We live in an era of baseball in which pitchers are coddled, shut down after a set number of innings and rarely allowed to throw more than 100 pitches in a game. This setting makes San Francisco Giants starting pitcher Madison Bumgarner’s achievements during the 2014 postseason even more remarkable. But his manager Bruce Bochy’s choice to push him to the limit also deserves recognition and praise.
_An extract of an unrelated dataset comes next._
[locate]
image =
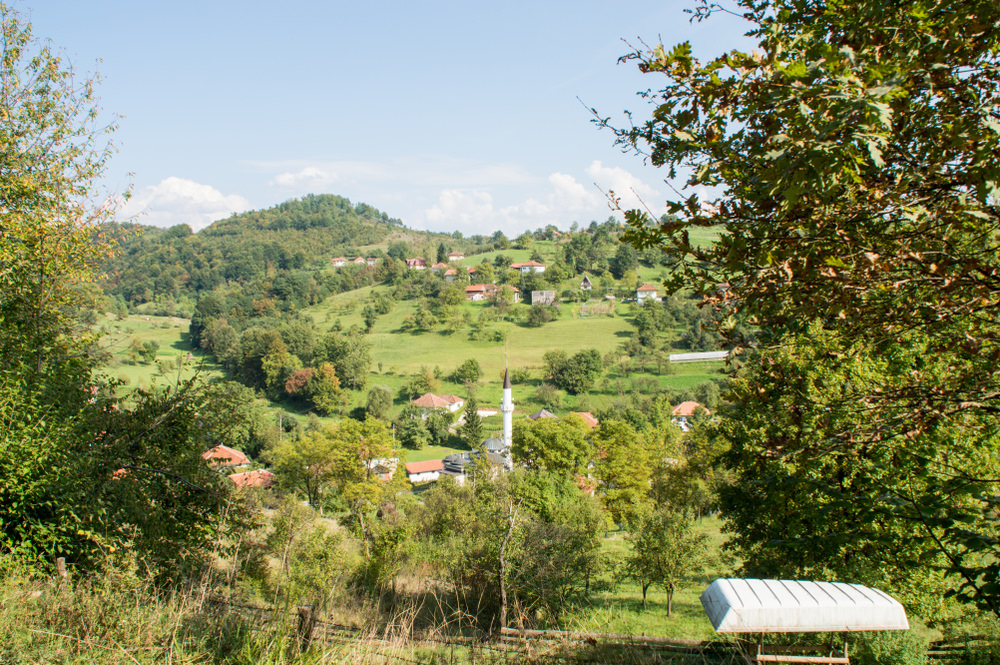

Bumgarner, San Francisco’s 25-year-old ace, pitched 217.1 innings this regular season, and then followed up a strong 18-10 campaign with one of the greatest October stat lines of all-time. During his postseason run, he threw an additional 52.2 innings, notching four wins (two of which were complete games) and 45 strikeouts with a 1.03 Earned Run Average (ERA). Bumgarner was named the World Series’ Most Valuable Player for his efforts, and showed baseball fans what true pitching dominance can look like when the pressure is on and the world is watching.

His relief appearance in the climactic game seven of the World Series seemed like a throwback to another era. The Giants’ desire to win trumped the long-term risk of using their best and most heavily-used pitcher on two days rest, and the team ditched the cautious attitude seen in nearly every similar situation in baseball these days.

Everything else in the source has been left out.